ME: Combinatorial, in Vitro Manipulation of a Polyketide Synthase Pathway on a Microscale

ME：微尺度聚酮合酶途径的体外组合操作

• 批准号: 0118820
• 负责人: Jonathan Dordick
• 金额: $ 37.16万
• 依托单位: Rensselaer Polytechnic Institute
• 依托单位国家: 美国
• 项目类别: Continuing Grant
• 财政年份: 2001
• 资助国家: 美国
• 起止时间: 2001-08-15 至 2005-07-31
• 项目状态: 已结题
• 来源: https://www.nsf.gov/awardsearch/showAward?AWD_ID=0118820&HistoricalAwards=false
• 关键词: ME; Combinatorial; Vitro; Manipulation; Polyketide

The objective of the proposed research is to use in vitro metabolic engineering combined with combinatorial biology and microscale processing to evaluate the functional diversity of a complex metabolic network, namely, polyketide synthesis. The investigators will develop a microscale, microfluidic device for the in vitro combinatorial biosynthesis of complex polyketides. Also, because of the microscale component and the modularity of the polyketide synthesis, the investigators expect to use the principles of multi-step enzymatic networks (e.g., a metabolic pathway) to alter the progress of the pathway and generate unique compounds. The class of polyketides used in this research consists of a small number of polypeptides each containing multiple modules. Each module is responsible for one round of chain extension and post-condensation modifications. The modules will be immobilized into the channels of the microfabricated device, a mutant thioesterase domain will be engineered into each module (necessary for release and transport to the next module), and the products will be transported from one module to the next. This research could enable the synthesis of molecules with new and unusual functions. Also, this research could add to the fundamental understanding of metabolic pathways and microfluidics.
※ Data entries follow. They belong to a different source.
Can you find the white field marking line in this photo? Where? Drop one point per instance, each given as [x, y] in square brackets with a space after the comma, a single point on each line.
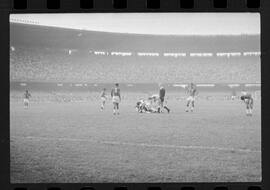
[140, 144]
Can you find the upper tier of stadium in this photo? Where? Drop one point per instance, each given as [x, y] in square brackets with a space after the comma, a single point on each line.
[49, 54]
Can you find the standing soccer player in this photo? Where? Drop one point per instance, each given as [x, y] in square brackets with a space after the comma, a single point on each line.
[27, 95]
[247, 98]
[103, 98]
[192, 92]
[116, 98]
[162, 93]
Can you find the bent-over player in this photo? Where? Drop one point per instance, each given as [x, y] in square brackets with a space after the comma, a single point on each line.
[162, 93]
[192, 92]
[26, 95]
[247, 98]
[116, 98]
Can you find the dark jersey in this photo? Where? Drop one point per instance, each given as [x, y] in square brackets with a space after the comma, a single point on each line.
[115, 92]
[162, 93]
[191, 91]
[27, 95]
[246, 97]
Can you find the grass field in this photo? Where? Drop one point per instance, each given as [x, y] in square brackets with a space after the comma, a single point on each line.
[76, 142]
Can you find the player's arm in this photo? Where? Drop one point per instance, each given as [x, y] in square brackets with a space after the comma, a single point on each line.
[196, 92]
[119, 95]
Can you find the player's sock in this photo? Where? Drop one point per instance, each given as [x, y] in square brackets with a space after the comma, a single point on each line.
[168, 110]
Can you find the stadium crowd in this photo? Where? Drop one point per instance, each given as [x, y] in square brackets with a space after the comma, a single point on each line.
[58, 65]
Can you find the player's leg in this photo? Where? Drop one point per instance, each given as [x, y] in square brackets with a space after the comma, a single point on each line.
[114, 108]
[247, 107]
[26, 103]
[188, 102]
[168, 110]
[250, 107]
[192, 104]
[102, 104]
[117, 108]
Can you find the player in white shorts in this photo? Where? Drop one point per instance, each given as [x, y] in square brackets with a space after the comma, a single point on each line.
[116, 98]
[247, 98]
[26, 95]
[192, 92]
[103, 98]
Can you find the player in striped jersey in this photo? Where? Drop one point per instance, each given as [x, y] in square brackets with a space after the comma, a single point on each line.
[247, 98]
[116, 98]
[192, 92]
[103, 98]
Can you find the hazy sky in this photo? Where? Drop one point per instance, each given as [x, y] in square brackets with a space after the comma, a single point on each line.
[153, 23]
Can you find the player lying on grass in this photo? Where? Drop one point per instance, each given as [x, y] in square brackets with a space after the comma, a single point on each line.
[247, 98]
[145, 106]
[151, 105]
[192, 92]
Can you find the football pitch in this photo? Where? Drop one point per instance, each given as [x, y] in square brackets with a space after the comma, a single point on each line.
[75, 142]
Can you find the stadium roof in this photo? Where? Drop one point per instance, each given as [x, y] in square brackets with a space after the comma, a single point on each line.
[150, 23]
[44, 36]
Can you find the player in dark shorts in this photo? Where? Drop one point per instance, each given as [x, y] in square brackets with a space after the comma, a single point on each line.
[162, 93]
[247, 98]
[103, 98]
[192, 92]
[116, 98]
[26, 96]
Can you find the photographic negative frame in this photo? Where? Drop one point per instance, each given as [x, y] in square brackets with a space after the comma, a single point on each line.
[132, 6]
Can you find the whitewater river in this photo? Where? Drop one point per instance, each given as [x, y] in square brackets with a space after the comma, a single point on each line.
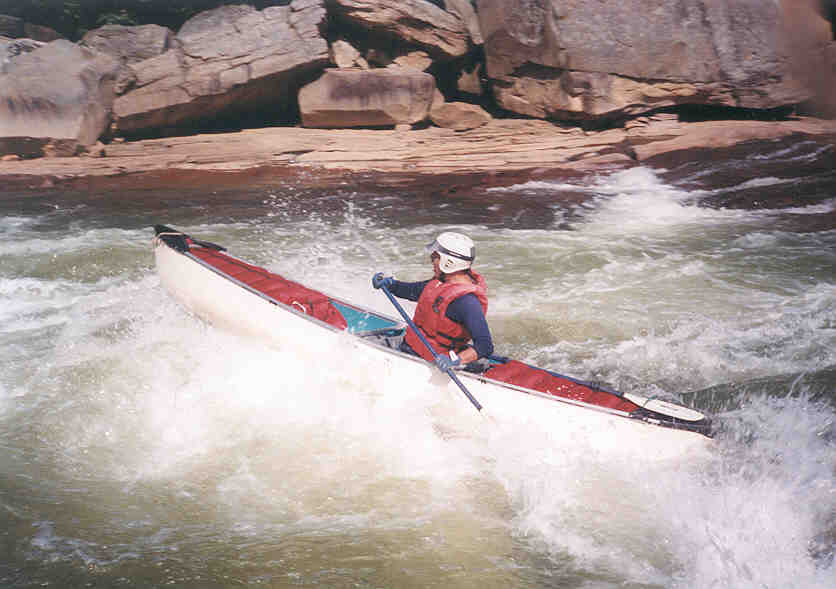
[141, 447]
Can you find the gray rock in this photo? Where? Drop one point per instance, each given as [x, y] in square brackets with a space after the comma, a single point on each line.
[11, 48]
[367, 98]
[130, 44]
[228, 60]
[59, 94]
[11, 26]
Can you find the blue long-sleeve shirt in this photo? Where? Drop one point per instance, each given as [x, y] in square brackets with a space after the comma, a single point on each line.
[466, 310]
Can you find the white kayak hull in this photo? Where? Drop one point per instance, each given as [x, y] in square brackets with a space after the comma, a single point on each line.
[231, 305]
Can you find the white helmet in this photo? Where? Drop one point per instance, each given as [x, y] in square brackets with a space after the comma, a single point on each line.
[456, 251]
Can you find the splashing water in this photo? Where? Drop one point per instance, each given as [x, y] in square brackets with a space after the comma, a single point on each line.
[141, 443]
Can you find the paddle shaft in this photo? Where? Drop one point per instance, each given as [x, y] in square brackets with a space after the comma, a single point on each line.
[414, 328]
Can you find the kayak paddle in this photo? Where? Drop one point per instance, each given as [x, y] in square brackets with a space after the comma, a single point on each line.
[414, 328]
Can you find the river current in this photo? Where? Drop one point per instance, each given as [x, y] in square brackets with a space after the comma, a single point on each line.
[141, 447]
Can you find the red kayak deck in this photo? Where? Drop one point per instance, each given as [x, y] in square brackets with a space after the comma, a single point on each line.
[291, 293]
[318, 305]
[529, 377]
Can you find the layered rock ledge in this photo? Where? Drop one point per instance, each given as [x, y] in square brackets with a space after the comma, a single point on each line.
[504, 148]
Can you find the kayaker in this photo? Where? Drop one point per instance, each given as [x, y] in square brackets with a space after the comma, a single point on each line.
[451, 305]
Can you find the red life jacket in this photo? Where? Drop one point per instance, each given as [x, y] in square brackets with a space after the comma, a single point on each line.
[431, 316]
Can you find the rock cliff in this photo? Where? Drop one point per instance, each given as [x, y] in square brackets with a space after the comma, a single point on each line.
[571, 61]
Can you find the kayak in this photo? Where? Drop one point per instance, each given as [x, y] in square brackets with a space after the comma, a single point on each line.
[247, 299]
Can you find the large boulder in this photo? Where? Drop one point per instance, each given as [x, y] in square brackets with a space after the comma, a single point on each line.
[59, 94]
[367, 98]
[11, 26]
[572, 59]
[225, 62]
[130, 44]
[11, 48]
[419, 23]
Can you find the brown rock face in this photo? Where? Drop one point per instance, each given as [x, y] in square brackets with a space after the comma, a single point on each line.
[441, 34]
[231, 59]
[581, 59]
[459, 116]
[130, 44]
[57, 94]
[367, 98]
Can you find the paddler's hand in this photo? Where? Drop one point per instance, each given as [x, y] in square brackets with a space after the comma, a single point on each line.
[446, 362]
[378, 281]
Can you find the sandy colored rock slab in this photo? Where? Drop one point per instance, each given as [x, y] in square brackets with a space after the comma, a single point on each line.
[501, 146]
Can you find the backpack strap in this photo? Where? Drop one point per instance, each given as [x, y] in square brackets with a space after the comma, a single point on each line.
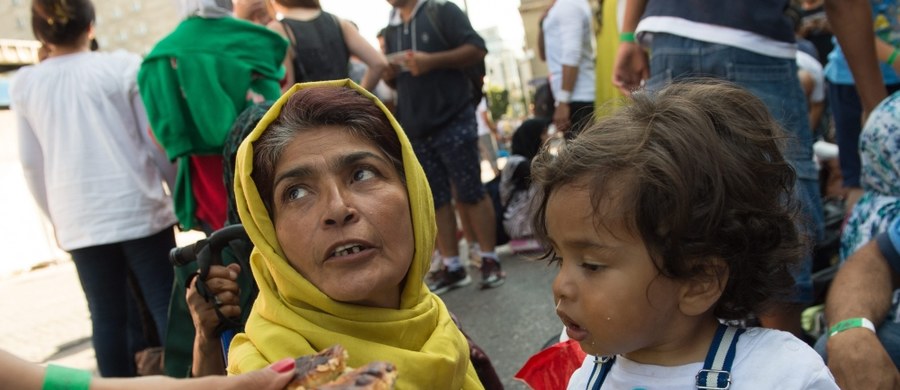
[602, 365]
[716, 372]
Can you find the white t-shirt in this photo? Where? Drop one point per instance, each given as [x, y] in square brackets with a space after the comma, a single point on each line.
[86, 151]
[765, 359]
[809, 64]
[568, 40]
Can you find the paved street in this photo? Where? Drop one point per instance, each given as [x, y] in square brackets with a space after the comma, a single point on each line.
[45, 317]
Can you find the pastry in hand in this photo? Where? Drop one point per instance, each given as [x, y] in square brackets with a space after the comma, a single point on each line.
[373, 376]
[312, 371]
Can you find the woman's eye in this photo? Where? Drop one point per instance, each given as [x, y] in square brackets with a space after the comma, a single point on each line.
[556, 260]
[296, 193]
[591, 267]
[363, 174]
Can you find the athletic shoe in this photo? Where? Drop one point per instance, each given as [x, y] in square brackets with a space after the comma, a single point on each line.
[491, 273]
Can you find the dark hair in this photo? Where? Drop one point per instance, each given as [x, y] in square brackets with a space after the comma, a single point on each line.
[316, 107]
[701, 176]
[61, 22]
[300, 3]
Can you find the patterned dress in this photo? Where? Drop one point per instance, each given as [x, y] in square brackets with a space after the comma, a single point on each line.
[879, 147]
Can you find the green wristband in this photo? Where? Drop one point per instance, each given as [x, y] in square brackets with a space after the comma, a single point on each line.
[851, 323]
[626, 37]
[65, 378]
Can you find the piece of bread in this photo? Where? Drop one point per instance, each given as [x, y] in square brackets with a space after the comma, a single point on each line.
[312, 371]
[373, 376]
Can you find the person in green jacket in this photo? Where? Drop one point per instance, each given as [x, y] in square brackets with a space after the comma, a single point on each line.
[194, 84]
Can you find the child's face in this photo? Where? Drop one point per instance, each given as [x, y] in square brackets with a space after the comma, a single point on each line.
[609, 294]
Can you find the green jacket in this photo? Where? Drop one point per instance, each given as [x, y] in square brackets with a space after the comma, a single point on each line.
[192, 102]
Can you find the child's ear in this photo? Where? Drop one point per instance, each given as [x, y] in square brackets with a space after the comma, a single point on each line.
[699, 294]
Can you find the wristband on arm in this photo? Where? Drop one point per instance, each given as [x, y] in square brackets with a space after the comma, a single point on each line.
[851, 323]
[65, 378]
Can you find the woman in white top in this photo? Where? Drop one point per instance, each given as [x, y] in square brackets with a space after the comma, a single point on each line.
[93, 169]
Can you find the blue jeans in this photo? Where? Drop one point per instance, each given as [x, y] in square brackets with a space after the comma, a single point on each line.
[102, 270]
[888, 333]
[451, 155]
[774, 81]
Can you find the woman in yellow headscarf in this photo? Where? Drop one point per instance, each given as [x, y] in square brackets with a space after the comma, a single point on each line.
[340, 212]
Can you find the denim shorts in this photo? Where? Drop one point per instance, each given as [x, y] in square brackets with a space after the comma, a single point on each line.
[451, 155]
[773, 80]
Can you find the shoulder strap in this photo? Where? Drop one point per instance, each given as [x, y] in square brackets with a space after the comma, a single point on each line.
[716, 372]
[602, 365]
[431, 11]
[300, 71]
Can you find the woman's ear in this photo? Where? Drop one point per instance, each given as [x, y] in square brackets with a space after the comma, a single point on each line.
[700, 294]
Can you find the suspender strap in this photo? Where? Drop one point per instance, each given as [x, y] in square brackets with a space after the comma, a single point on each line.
[602, 364]
[716, 369]
[715, 374]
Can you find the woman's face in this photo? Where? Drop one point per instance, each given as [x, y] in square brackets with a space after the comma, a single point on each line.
[342, 216]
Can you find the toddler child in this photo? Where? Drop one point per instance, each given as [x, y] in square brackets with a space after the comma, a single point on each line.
[666, 219]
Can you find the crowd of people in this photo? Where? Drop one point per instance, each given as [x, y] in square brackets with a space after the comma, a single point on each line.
[683, 224]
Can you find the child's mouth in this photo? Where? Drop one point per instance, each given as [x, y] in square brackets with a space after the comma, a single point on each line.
[574, 331]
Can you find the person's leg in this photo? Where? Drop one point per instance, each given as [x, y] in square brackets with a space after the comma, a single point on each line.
[459, 154]
[101, 270]
[847, 113]
[453, 274]
[148, 259]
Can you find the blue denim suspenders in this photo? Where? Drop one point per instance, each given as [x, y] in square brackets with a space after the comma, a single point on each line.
[716, 369]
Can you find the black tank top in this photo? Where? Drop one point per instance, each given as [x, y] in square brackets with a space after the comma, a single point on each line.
[320, 52]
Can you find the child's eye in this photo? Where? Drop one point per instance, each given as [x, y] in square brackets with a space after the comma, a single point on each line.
[591, 267]
[555, 259]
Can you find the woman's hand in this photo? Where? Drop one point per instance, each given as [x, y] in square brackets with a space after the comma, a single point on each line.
[223, 288]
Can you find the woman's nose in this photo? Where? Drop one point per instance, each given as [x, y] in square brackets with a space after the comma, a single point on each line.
[338, 208]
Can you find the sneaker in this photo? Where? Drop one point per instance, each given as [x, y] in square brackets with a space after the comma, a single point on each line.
[474, 256]
[491, 274]
[445, 280]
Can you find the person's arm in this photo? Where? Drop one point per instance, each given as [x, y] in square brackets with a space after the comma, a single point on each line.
[862, 288]
[631, 64]
[32, 158]
[207, 352]
[420, 62]
[358, 46]
[571, 39]
[289, 78]
[884, 51]
[851, 22]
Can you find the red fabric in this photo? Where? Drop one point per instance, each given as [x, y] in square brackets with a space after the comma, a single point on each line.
[551, 368]
[208, 187]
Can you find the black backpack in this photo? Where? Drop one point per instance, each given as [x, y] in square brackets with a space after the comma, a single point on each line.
[474, 73]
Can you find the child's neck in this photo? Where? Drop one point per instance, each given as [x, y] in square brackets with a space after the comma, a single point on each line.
[686, 342]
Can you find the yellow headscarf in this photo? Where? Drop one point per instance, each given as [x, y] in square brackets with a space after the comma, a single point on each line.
[291, 317]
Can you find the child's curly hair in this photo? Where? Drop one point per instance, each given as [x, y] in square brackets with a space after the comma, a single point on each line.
[703, 179]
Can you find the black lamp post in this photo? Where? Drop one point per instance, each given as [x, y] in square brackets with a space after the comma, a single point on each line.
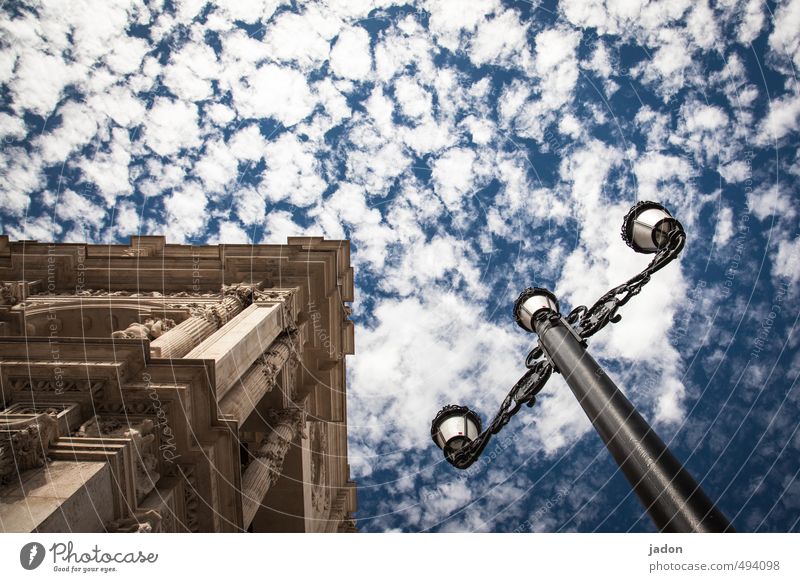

拟议的研究的目的是使用组合生物学和微尺度处理相结合的体外代谢工程，以评估一个复杂的代谢网络，即聚酮合成的功能多样性。 研究人员将开发一种微型微流体装置，用于复杂聚酮化合物的体外组合生物合成。 此外，由于聚酮化合物合成的微尺度组分和模块性，研究人员期望使用多步酶网络的原理（例如，代谢途径）以改变途径的进程并产生独特的化合物。 本研究中使用的聚酮化合物类由少量多肽组成，每个多肽含有多个模块。 每个模块负责一轮链延伸和缩合后修饰。 模块将被固定到微制造装置的通道中，突变硫酯酶结构域将被工程化到每个模块中（释放和运输到下一个模块所必需的），并且产物将从一个模块运输到下一个模块。 这项研究可以合成具有新的和不寻常功能的分子。 此外，这项研究可以增加对代谢途径和微流体的基本理解。